Cet exemple illustre l'échec de l'Europe à lutter contre le bois illégal, deux ans après l'entrée en vigueur du Réglement Bois de l'Union européenne (RBUE). Il oblige les importateurs européens à vérifier la légalité du bois. Mais tous les pays membres ne l'ont pas mis en application. La France, le Portugal, l'Espagne et la Grèce sont particulièrement en retard. Ce qui explique qu'en deux ans, aucune sanction pénale n'aient été prononcée contre un importateur européen peu scrupuleux.

Paradoxalement, l'Europe avait les plus grandes ambitions au départ. L'objectif de la Commission européenne était d'aider les Etats forestiers via les accords de partenariat volontaires (APV) à rendre légal tout le bois qu'ils exploitent. Ce qui aurait mené chacun de ces pays à la fameuse autorisation FLEGT (Forest Law Enforcement Governance and Trade), une garantie pour les importateurs européens. Mais aucun ne l'a obtenue à ce jour.

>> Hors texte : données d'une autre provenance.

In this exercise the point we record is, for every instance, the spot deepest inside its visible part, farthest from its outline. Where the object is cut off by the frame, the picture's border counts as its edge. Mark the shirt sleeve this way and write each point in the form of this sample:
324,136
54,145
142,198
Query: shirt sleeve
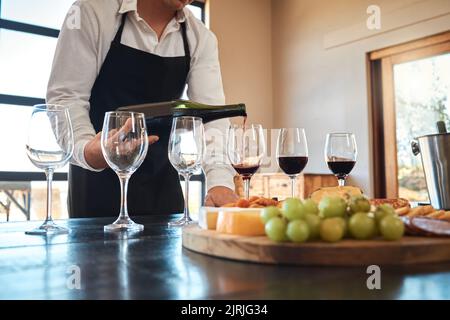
73,74
205,86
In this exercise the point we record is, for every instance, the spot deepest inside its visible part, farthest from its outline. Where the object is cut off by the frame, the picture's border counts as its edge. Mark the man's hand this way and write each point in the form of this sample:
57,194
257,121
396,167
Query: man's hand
93,151
218,196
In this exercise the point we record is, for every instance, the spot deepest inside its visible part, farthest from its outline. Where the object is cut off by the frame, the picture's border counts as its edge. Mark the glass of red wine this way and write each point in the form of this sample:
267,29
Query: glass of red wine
292,153
340,154
246,148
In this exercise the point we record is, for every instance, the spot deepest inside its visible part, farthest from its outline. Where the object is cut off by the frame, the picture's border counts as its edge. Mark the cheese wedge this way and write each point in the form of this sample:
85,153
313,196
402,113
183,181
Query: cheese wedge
207,218
243,222
343,192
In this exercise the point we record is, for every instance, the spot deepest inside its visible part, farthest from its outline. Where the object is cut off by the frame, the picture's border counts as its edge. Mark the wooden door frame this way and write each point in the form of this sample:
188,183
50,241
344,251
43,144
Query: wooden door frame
382,105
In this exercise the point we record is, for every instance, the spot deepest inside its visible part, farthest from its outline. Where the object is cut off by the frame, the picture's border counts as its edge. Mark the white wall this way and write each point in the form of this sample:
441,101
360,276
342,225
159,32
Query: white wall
243,29
319,65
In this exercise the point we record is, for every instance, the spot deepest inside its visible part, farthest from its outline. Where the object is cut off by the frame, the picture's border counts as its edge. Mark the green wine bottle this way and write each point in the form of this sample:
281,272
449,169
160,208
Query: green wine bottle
179,108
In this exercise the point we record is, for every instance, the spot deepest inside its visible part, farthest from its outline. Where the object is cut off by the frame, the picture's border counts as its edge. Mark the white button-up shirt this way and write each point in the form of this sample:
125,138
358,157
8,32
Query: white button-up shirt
82,48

Comment rendre légale toute la production d'un pays vaste comme la RDC, où le secteur industriel du bois (600 000 m3 de bois), déjà difficile à légaliser, ne représente qu'un dizième de l'exploitation informelle (5 à 6 millions de m3). « La marche était trop haute », résume Alain Karsenty, du Cirad, qui entrevoit un repli des exigences européennes vers un système de certification privée par les entreprises forestières elle-mêmes (type FSC ou PEFC). Entre temps, le contribuable européen aura dépensé quelque 10 milliards d'euros quand 10 millions auraient suffi.